CU FOSTERING IDEA OF IDEAS FOR COMMERCIAL APPLICATION


Date: Saturday, February 11, 2006


How do you make it second nature for professors to think that their research results might have commercial value?


Well, the University of Colorado has discovered that it helps to have some money to scatter around among people with promising ideas. Not surprisingly, more ideas look promising.


This story, as The Chronicle of Higher Education tells it, actually started in 1993, when the university sued American Cyanamid over patent rights to a vitamin supplement intended for pregnant women, which CU claimed had been developed by two members of the medical school faculty.

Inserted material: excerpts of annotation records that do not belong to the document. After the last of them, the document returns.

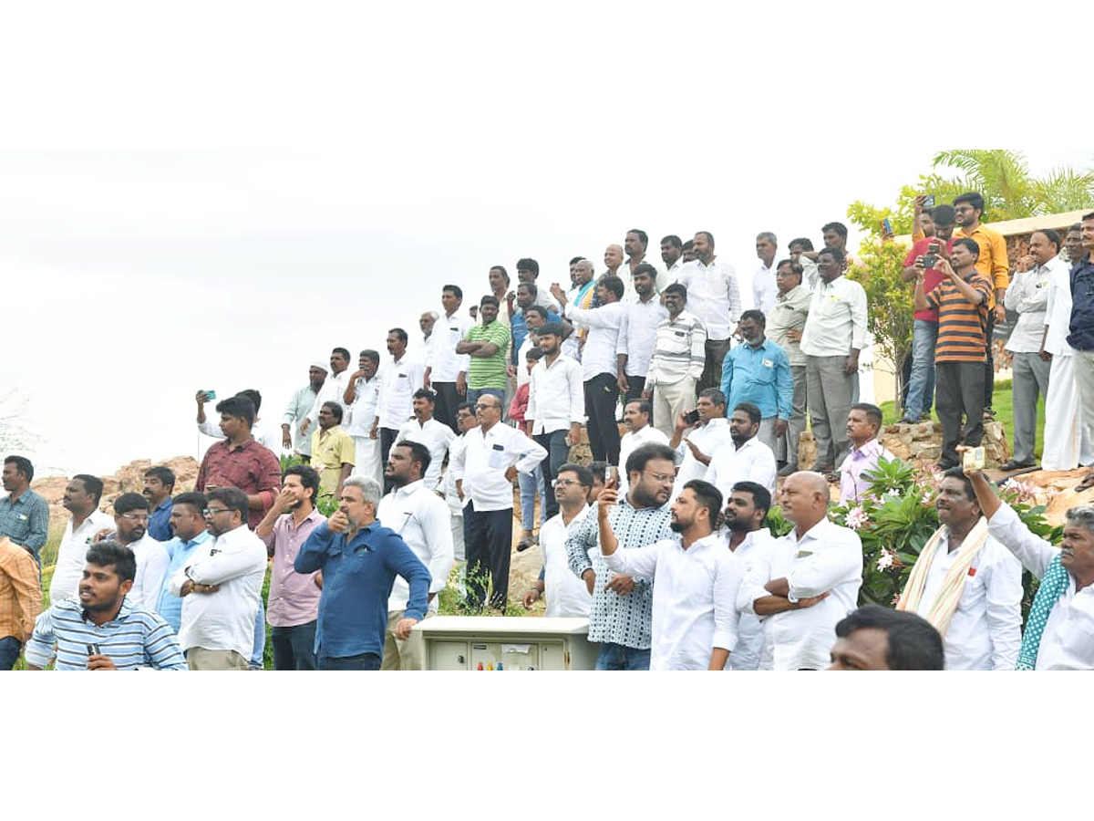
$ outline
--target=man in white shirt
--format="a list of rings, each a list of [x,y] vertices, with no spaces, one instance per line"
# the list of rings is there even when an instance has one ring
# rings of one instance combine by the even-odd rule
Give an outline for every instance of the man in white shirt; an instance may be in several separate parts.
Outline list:
[[[501,424],[501,400],[485,393],[475,403],[478,427],[468,430],[466,447],[452,458],[456,493],[464,500],[467,551],[467,603],[481,608],[486,581],[490,606],[504,610],[509,597],[509,562],[513,550],[513,479],[532,473],[547,451],[516,428]]]
[[[101,530],[113,529],[114,521],[98,509],[103,496],[103,481],[97,476],[79,473],[65,486],[61,504],[72,517],[65,524],[65,533],[57,547],[57,566],[49,582],[49,602],[73,599],[83,577],[88,548]]]
[[[742,573],[714,532],[722,495],[708,482],[688,482],[673,502],[676,537],[624,551],[608,523],[617,497],[605,488],[596,502],[601,553],[613,573],[653,579],[650,669],[724,669],[737,644]]]
[[[547,451],[543,474],[545,484],[550,486],[569,458],[570,447],[581,441],[581,421],[585,418],[584,384],[581,366],[562,354],[561,326],[552,323],[540,327],[538,338],[544,355],[528,377],[524,429]],[[548,493],[545,507],[540,522],[558,513],[554,494]]]
[[[566,294],[558,285],[551,292],[561,299]],[[624,286],[619,277],[607,276],[596,284],[600,308],[578,308],[568,304],[563,313],[568,320],[589,328],[581,351],[581,375],[585,389],[585,415],[589,418],[589,447],[595,461],[619,463],[619,427],[616,425],[616,403],[619,398],[618,357],[619,325],[622,322]]]
[[[437,394],[434,417],[458,433],[456,428],[456,406],[467,395],[467,360],[470,358],[456,352],[456,345],[467,328],[474,324],[467,314],[461,313],[464,291],[458,285],[446,285],[441,290],[444,316],[433,325],[432,344],[426,361],[424,386]]]
[[[1048,290],[1052,276],[1050,263],[1062,264],[1060,235],[1052,229],[1034,231],[1029,235],[1029,253],[1021,257],[1011,276],[1004,302],[1017,312],[1006,350],[1011,352],[1012,390],[1014,402],[1014,448],[1010,460],[1000,465],[1003,471],[1033,467],[1037,435],[1037,394],[1048,395],[1051,362],[1040,357],[1045,337],[1045,315],[1048,310]]]
[[[781,502],[794,529],[756,558],[737,606],[764,622],[760,670],[822,670],[836,622],[858,602],[862,542],[828,521],[828,483],[819,473],[788,476]]]
[[[132,551],[137,573],[126,599],[135,608],[155,612],[171,556],[148,534],[149,507],[148,499],[140,494],[121,494],[114,500],[114,528],[98,531],[94,541],[110,540]]]
[[[756,256],[760,266],[753,274],[753,308],[765,316],[775,308],[775,296],[778,293],[775,284],[775,254],[778,248],[779,241],[770,231],[756,234]]]
[[[312,409],[300,426],[301,433],[315,432],[319,421],[319,408],[324,402],[337,402],[342,406],[342,418],[347,418],[349,403],[346,401],[346,386],[350,382],[349,351],[346,348],[335,348],[330,351],[330,372],[323,382],[323,388],[315,394]],[[257,424],[257,423],[256,423]],[[256,437],[257,438],[257,437]]]
[[[759,440],[760,410],[740,402],[730,415],[730,441],[714,451],[706,479],[729,497],[738,482],[755,482],[775,493],[775,451]]]
[[[437,424],[452,433],[446,426]],[[384,473],[392,484],[392,492],[380,500],[376,509],[380,523],[398,533],[429,569],[431,581],[427,617],[437,613],[440,604],[437,594],[449,583],[453,563],[449,508],[423,478],[429,475],[431,462],[430,452],[420,442],[396,442]],[[426,645],[421,634],[411,633],[406,639],[395,634],[395,625],[403,620],[409,598],[409,585],[406,579],[396,576],[387,600],[387,631],[381,670],[426,669]]]
[[[1068,229],[1064,239],[1068,259],[1076,263],[1085,256],[1082,223]],[[1051,269],[1040,358],[1051,361],[1048,373],[1048,395],[1045,396],[1045,448],[1040,455],[1043,471],[1070,471],[1081,464],[1094,463],[1094,447],[1086,435],[1084,409],[1079,407],[1075,391],[1075,349],[1068,345],[1071,324],[1071,268],[1063,259],[1046,264]],[[1092,413],[1086,409],[1085,413]]]
[[[380,395],[370,437],[380,435],[380,459],[387,464],[387,454],[395,444],[403,423],[414,415],[414,394],[422,386],[426,366],[407,355],[407,332],[393,327],[387,332],[387,352],[392,359],[380,371]]]
[[[312,458],[312,437],[301,433],[300,428],[326,380],[327,366],[312,362],[307,368],[307,384],[292,394],[284,416],[281,417],[281,449],[298,453],[305,464]]]
[[[411,441],[426,446],[429,451],[429,467],[422,476],[422,482],[430,490],[435,490],[441,484],[441,466],[449,453],[449,447],[456,438],[452,428],[433,418],[435,401],[437,395],[432,391],[427,391],[424,388],[415,391],[414,418],[405,423],[395,437],[396,442]],[[388,461],[389,466],[391,461]],[[384,527],[391,525],[385,523]]]
[[[859,351],[866,339],[866,292],[843,276],[843,254],[826,247],[817,257],[821,279],[802,332],[816,470],[831,471],[848,449],[845,427],[854,400]],[[830,648],[825,648],[827,655]]]
[[[696,259],[680,269],[676,281],[687,286],[688,304],[707,328],[707,356],[699,380],[702,391],[722,381],[722,360],[741,316],[741,289],[733,266],[715,259],[714,238],[709,231],[696,233],[693,243]]]
[[[543,551],[543,569],[535,585],[524,593],[524,609],[544,594],[547,595],[548,617],[587,618],[593,603],[585,582],[570,573],[566,540],[572,528],[589,514],[589,494],[593,487],[593,472],[579,464],[563,464],[555,479],[555,498],[558,516],[539,528],[539,550]]]
[[[627,305],[619,323],[616,359],[619,391],[626,402],[642,397],[645,374],[650,370],[650,360],[653,358],[653,347],[657,338],[657,325],[668,319],[668,311],[661,304],[657,293],[656,276],[656,269],[649,263],[642,263],[635,268],[631,279],[638,298]]]
[[[632,400],[622,412],[627,432],[619,440],[619,464],[626,466],[627,458],[643,444],[668,444],[668,437],[650,425],[652,406],[645,400]],[[619,493],[627,495],[627,471],[619,471]]]
[[[968,477],[988,532],[1040,579],[1019,670],[1094,669],[1094,508],[1068,510],[1059,550],[1034,535],[979,471]]]
[[[1022,644],[1022,566],[988,534],[961,467],[945,472],[934,507],[942,527],[920,551],[897,609],[934,625],[946,670],[1013,670]]]
[[[676,428],[668,441],[668,447],[676,451],[678,486],[694,478],[705,478],[711,456],[732,441],[730,420],[725,418],[725,394],[717,388],[708,388],[699,394],[694,413],[694,420],[686,414],[676,417]]]
[[[764,527],[770,509],[771,494],[755,482],[737,482],[725,498],[726,546],[741,563],[744,577],[773,543],[771,531]],[[730,667],[733,670],[756,670],[764,650],[764,624],[753,613],[740,612],[738,615],[737,646],[730,656]]]
[[[383,461],[380,458],[380,437],[373,430],[380,401],[380,354],[369,348],[361,351],[358,369],[346,380],[342,402],[349,404],[349,424],[342,430],[353,438],[356,461],[353,476],[368,476],[382,482]]]
[[[219,487],[206,495],[213,539],[198,545],[167,580],[183,597],[178,644],[190,670],[246,670],[266,576],[266,545],[247,528],[247,495]]]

Time passed, American Cyanamid became part of Wyeth, the law took its ponderous course, and in April 2004 the case finally came to an end when the Supreme Court declined to hear Wyeth's appeal of a ruling in the university's favor. So in 2004, CU's $34 million in total revenue from "technology transfer" included $28 million from the Wyeth settlement.


The university's technology transfer office (www.cusys.edu/techtransfer/) set aside $8 million of that as endowment for a "Proof of Concept Investment Program." The program invites proposals from researchers who believe something they've discovered may be "suitable for commercialization." The fall 2005 competition drew 41 proposals, and eventually five won grants for $10,000 and eight for $25,000.


It doesn't seem like such a huge amount of money, but it does get people's attention. As David Allen, CU's associate vice president for technology transfer, told the Chronicle in December, "the hardest thing is finding that early money."


Colorado has high ambitions for its biotech future at the new Health Sciences campus at the former Fitzsimons Army Medical Center, so it isn't surprising that some awards went to ideas in therapeutics (cancer and metabolic disorders) and medical devices.


But three grants were for mechanical devices, "a no-moving-parts pump, a novel means of energy production and an unmanned aircraft," according to the office's most recent newsletter, and to software applications, including "a Web audio content analysis and search engine, wireless network middleware, and network security."


The "early money" grants are only part of what Colorado describes as "the virtuous research cycle," in which top researchers get grants to do more research so they can train more students in better equipped facilities and publish high-quality papers that help them get more grants. Technology transfer aims "to aggressively pursue, protect, package and license to business" the intellectual property developed within the university.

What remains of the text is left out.